The armorer said, "It's weak and it's clumsy, but it's the best I could do. The electroray gets its power from the dynamo in the cart. Power travels along the fuel line to the breach. A tiny converter translates it into a thin beam of force. I've seen them in the museums. I made sketches. Given more time I could do better."

Red Angus put a grin on his lips and held it there by sheer will-power. His hand clapped the man on the back. He told him, "You've done fine, Yoth! Keep it up. Turn out as many as you can!"

The armorer shook his head glumly. "They won't be much alongside the disintegrator that Stal Tay will have. Even their sonicbeams will do more damage than this!"

Tandor came swaggering up through the half-naked, hairy chested men who fought with blunted sabres and war-spears. There was dirt on his face, and runnels of sweat ran on his barrel chest. He planted his legs apart, and glowered at Red Angus.

"You're mad as a priest of Grom. You keep us here when we'd do better by scattering to the six worlds."

Angus said, "These are the toughest fighting men in the galaxy. If they can't take the Citadel no one can. Once we get within sword-sweep of the Diktor's guards...."

Tandor bellowed. He went up on his toes and waved his arms, and his veins stood out on his bald head. "As well get within sword-sweep of Ashtal the Shameless!" he roared. "The Diktor will sweep the streets with disintegrator beams when he sees us coming. Maybe you want to play martyr, but I've better uses for my life. Take that gypsy girl...."

Angus caught him by the fur of his cloak and shook him. "Forget your gypsy wenches. We go into the Lower City at night. All of us, over a week's time. We bed down in different homes. Loyal homes. A fortnight from now will be the Night of the Serpent. Singing and dancing in the streets. Wine. Women."

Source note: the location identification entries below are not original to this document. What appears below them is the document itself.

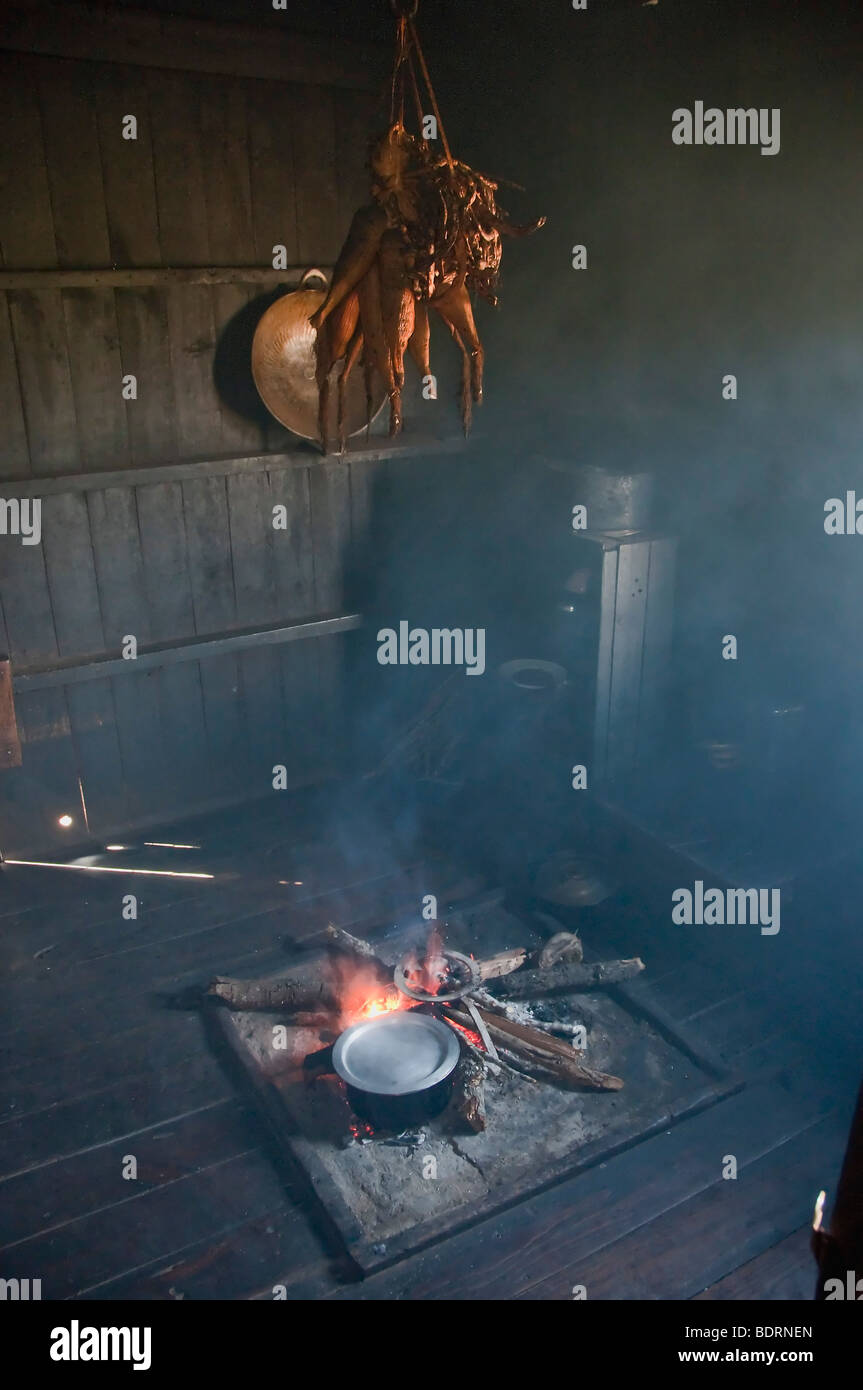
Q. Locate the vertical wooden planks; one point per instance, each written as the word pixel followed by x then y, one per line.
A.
pixel 46 381
pixel 274 210
pixel 71 574
pixel 45 787
pixel 314 166
pixel 127 166
pixel 27 230
pixel 96 377
pixel 120 574
pixel 228 195
pixel 252 545
pixel 295 574
pixel 353 113
pixel 81 231
pixel 331 540
pixel 14 458
pixel 27 241
pixel 163 542
pixel 142 317
pixel 132 217
pixel 214 605
pixel 185 241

Tandor grinned. "Aie, that sounds good."

"At the hour of the Dog we hit the Citadel. There'll be so much roistering going on we'll belt-whip every mother's son into the streets that night, and make 'em yell to cover our movements. No one'll notice us!

"We hit the Citadel from every street. Some of us will get through. Ten streets, ten companies, each of them a flying wedge to get inside and kill Stal Tay. That's our first job. After that...."

Red Angus talked on, sketching in the hot sands. He did not see a bandaged Thordad come out of a tent and stand there, watching them, and listening. Thordad turned away after a while and went back into the tent where he sat shivering and staring down at his hands.

Neither did Red Angus see him that night when he daggered a guard and fled on a haml across the desert for Karr City. They found the guard but guessed him a victim of a jealous lover for he had a reputation as a lady's man.

The days slid into weeks, and the fires burned and metal glowed, and the forges and the anvils never stopped. Swords and shields and spears, daggers and clumsy electrorays were turned out for eager hands.